The transformation of online media

2020. It’s a new year, a new decade, and it has technological revolution written all over it. The likes of which haven’t been seen since the late nineteenth century. Soon the world will be overrun with AI, GMO babies and new “new and improved” technologies. However, the most drastic change of this era isn’t the technology at all.

I’m sure you’ve heard something along the words of, “Back in my day…” from an adult at least once in your life. This, in my opinion, takes on a whole new iteration if you have younger siblings. The way the 2008-2016 kids act and interact with each other and the world is completely new and quite innovative.

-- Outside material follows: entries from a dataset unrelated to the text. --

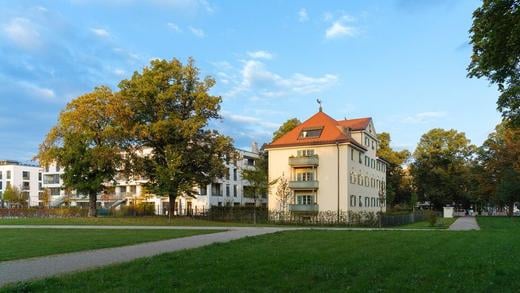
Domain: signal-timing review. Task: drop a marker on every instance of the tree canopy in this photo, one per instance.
(495, 36)
(287, 126)
(170, 108)
(397, 188)
(441, 167)
(86, 142)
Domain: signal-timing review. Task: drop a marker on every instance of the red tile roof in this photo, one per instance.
(333, 131)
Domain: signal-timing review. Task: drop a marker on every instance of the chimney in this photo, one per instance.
(254, 147)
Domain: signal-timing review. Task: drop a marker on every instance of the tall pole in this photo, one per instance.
(337, 149)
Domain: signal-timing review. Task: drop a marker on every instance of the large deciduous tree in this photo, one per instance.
(499, 159)
(398, 189)
(170, 110)
(86, 142)
(495, 36)
(287, 126)
(441, 167)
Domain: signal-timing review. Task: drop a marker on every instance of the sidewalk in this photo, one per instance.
(48, 266)
(465, 224)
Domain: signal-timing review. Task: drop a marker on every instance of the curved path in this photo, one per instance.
(48, 266)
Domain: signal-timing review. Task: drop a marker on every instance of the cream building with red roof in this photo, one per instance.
(330, 165)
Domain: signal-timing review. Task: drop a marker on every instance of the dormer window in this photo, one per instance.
(311, 132)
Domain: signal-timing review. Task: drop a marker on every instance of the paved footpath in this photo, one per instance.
(465, 224)
(48, 266)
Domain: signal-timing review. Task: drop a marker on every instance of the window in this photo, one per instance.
(352, 200)
(203, 190)
(311, 133)
(305, 199)
(215, 189)
(352, 178)
(51, 179)
(305, 153)
(54, 191)
(304, 175)
(248, 191)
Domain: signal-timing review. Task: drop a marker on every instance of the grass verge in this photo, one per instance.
(482, 261)
(25, 243)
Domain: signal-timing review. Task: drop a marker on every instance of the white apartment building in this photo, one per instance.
(231, 190)
(330, 165)
(27, 178)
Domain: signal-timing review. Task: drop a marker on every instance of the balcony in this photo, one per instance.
(304, 185)
(304, 161)
(303, 208)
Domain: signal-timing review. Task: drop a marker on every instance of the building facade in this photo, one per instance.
(329, 165)
(231, 190)
(27, 178)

With complete access to the internet nowadays, kids have more access than ever, so much so that child safety programs are included on almost every device. Everything from screen time limits to blocking sites and an entirely new interface for kids accounts on your iPad, iPhone, Kindle and desktop computer. Even the internet is regulated by federal agencies like the FTC (Federal Trade Commission) which regulates sites and advertising with COPPA (Children’s Online Privacy Protection Act). Despite all the restrictions, kids middle school to elementary school age are almost constantly involved in the world of the internet.

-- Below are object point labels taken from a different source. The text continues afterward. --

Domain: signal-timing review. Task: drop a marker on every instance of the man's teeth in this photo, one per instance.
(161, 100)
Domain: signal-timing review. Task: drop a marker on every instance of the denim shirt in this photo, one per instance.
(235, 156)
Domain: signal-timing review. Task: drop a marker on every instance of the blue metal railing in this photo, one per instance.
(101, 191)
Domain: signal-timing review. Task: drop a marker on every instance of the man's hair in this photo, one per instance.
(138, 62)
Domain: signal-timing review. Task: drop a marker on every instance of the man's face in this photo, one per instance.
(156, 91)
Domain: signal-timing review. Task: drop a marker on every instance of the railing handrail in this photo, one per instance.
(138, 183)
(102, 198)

Take my sister, for example. She’s in sixth grade, and she comes home every day from school just to play on the computer for two hours, playing Minecraft, Roblox or other online multiplayer games with her friends from school.  She’s in constant communication through text apps like Discord, and she always plays with headphones, screaming at the screen as if she can’t hear how loud she’s being. In all honesty, she probably can’t hear anything through them thanks to noise canceling headphones, which is again the fault of technology.

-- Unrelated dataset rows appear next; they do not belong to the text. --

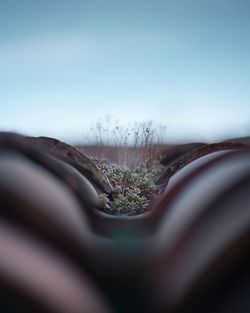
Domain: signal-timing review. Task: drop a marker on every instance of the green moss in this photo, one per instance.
(135, 189)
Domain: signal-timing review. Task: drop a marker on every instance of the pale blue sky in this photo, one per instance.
(183, 63)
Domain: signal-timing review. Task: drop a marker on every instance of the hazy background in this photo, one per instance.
(64, 65)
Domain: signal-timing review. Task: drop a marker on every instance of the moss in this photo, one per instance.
(135, 189)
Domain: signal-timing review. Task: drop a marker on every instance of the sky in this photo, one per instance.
(185, 64)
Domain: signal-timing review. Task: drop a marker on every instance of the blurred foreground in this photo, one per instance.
(61, 254)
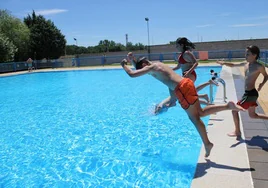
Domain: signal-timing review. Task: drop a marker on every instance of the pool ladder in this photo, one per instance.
(219, 80)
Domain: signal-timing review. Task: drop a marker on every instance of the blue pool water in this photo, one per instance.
(94, 129)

This mass influx of computer gaming within the second half of what I think we’re calling Gen Z is heavily influenced by YouTube. Video gaming on YouTube has even earned its own niche within the YouTube algorithm. Popular YouTubers promote the games that I see my little sister and my younger cousins playing all the time now.

This is a stark contrast from the way that I played computer games growing up. With online games like Webkinz, Club Penguin and Poptropica, I played games in a much different way. I didn’t have a phone until the end of sixth grade, but neither did the majority of people in my middle school. While nowadays my sister can play up to two hours on the computer (courtesy of her computer addiction), I don’t remember such time limits. And even though Minecraft has been one of the most memorable games of the decade, it probably took me about six years after its release before I picked up the console or pocket edition.

I do appreciate how games have not lost their importance in the social developement of kid, and I’m glad that my sister can have fun as I once did. While I can find it annoying that my sister is yelling at the computer while I’m trying to study, I’m glad that we can still play games together and have fun at the end of the day.